It's a post-shutdown potpourri: facts and statements emerging the morning after. The latest, leading with President Obama's 11am comments:
- Obama recaps: "Let's be clear: there are no winners here. The American people are completely fed up with Washington. There was no economic rationale for all of this. Probably nothing has done more damage to America's credibility in the world than the spectacle we've seen these past several weeks. It's encouraged our enemies ... and it's depressed our friends. The good news is we'll bounce back from this, we always do."
- What's next: [There are] "three places where I believe we can make progress right now ... Pursue a balanced approach to a responsible budget ... finish the job of fixing our broken immigration system," and pass a farm bill. "We can get them done by the end of the year. There's no good reason why we can't govern responsibly despite our differences without lurching from manufactured crisis to manufactured crisis."
- Lastly: "I've got a simple message for all the dedicated and patriotic federal workers who either worked without pay or were forced off the job these last few weeks. Thank you. Thanks for your service. Welcome back. What you do is important. It matters."
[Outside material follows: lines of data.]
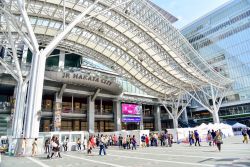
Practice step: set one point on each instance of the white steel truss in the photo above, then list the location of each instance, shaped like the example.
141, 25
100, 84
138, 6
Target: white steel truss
132, 37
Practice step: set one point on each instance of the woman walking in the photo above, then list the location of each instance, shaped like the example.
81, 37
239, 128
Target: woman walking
209, 138
133, 142
218, 140
34, 147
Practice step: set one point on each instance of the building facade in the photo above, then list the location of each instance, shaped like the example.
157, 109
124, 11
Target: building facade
222, 37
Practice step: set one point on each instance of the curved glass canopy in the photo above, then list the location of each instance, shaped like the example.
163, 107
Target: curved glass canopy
136, 40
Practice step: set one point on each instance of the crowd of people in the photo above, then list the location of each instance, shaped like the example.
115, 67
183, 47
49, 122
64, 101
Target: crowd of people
52, 146
213, 138
246, 135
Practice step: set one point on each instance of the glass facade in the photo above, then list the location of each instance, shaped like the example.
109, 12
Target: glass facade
222, 38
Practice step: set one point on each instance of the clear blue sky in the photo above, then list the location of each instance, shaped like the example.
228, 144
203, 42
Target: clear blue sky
188, 10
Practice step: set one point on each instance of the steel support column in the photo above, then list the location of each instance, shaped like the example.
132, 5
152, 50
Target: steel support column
157, 118
117, 115
91, 115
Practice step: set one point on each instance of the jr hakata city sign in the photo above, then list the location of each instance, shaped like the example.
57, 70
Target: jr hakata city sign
76, 76
91, 80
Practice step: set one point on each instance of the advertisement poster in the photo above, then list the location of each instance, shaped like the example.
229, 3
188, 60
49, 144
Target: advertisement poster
131, 112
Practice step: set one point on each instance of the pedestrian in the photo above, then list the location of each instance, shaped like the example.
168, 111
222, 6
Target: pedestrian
197, 137
128, 142
24, 143
191, 138
115, 140
133, 142
244, 134
218, 140
248, 132
34, 148
143, 140
65, 144
102, 146
209, 138
147, 140
90, 146
120, 141
55, 147
213, 136
110, 140
52, 145
85, 143
46, 145
124, 142
170, 140
79, 144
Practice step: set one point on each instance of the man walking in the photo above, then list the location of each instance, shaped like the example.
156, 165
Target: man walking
197, 137
102, 146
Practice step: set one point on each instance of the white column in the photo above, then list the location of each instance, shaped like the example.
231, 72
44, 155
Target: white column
184, 114
17, 125
141, 122
157, 117
61, 59
101, 106
117, 115
34, 98
25, 54
91, 115
57, 113
216, 117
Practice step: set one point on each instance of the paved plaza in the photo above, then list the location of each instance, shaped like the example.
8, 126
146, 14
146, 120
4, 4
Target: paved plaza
234, 153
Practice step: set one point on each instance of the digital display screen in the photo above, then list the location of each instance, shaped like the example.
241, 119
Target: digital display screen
131, 109
131, 112
131, 119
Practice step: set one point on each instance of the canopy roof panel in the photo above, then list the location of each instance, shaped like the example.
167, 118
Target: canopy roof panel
136, 39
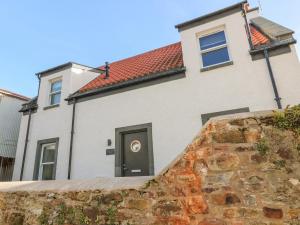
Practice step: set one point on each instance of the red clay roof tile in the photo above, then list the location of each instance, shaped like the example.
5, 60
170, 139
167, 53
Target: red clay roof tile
257, 37
155, 61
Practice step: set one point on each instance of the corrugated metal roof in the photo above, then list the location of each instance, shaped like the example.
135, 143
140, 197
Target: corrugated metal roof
270, 28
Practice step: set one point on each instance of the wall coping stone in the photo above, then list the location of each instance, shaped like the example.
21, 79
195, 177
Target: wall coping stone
107, 184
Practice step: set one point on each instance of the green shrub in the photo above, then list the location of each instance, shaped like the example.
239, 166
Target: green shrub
289, 119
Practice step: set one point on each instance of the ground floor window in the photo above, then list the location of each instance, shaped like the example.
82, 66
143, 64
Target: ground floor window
45, 165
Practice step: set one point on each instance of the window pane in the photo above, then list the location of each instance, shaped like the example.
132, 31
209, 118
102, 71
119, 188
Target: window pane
48, 155
56, 86
213, 40
48, 172
215, 57
55, 99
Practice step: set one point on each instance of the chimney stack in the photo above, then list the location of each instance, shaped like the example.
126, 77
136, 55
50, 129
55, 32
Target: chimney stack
106, 70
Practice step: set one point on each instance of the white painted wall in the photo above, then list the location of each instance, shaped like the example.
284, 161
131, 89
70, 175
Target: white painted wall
51, 123
174, 108
10, 120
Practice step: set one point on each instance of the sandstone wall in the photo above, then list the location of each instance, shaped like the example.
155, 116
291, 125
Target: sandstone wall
238, 170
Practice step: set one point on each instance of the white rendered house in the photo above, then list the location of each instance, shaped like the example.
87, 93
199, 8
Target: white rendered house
132, 117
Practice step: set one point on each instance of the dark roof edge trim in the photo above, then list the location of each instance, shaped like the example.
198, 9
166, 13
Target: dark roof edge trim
273, 46
207, 16
62, 66
128, 83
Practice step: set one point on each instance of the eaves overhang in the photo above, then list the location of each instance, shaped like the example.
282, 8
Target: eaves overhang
64, 66
124, 84
272, 46
211, 16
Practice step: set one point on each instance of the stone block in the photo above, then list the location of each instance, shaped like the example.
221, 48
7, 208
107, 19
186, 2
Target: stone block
229, 136
195, 205
273, 213
139, 204
212, 221
224, 161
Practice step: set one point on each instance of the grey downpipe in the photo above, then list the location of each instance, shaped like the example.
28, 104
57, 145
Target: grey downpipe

- McCain lost his mama: In an interview with CNN this morning, the Arizona Republican made two bold statements. One, he promised no more shutdowns, ever. "We're not going to go through the shutdown again. People have been too traumatized by it. There's too much damage ... we're not going to shut down the government again. I guarantee it." Second, that old line about losing all your support but that of your family and your employees? How bad has it gotten for the GOP? "Well, I got a call from my mother who's 101," he said, joking he has "even lost my mother."
- Ouch: Standard & Poor's initial analysis puts the cost of the 16-day shutdown to the economy at $24 billion. It also revises projected GDP growth from 3% to 2.4%, reports CNNMoney.
- Rest easy, animal lovers: As of 10:36am, the National Zoo's Panda cam is back up, reports the Washington Post.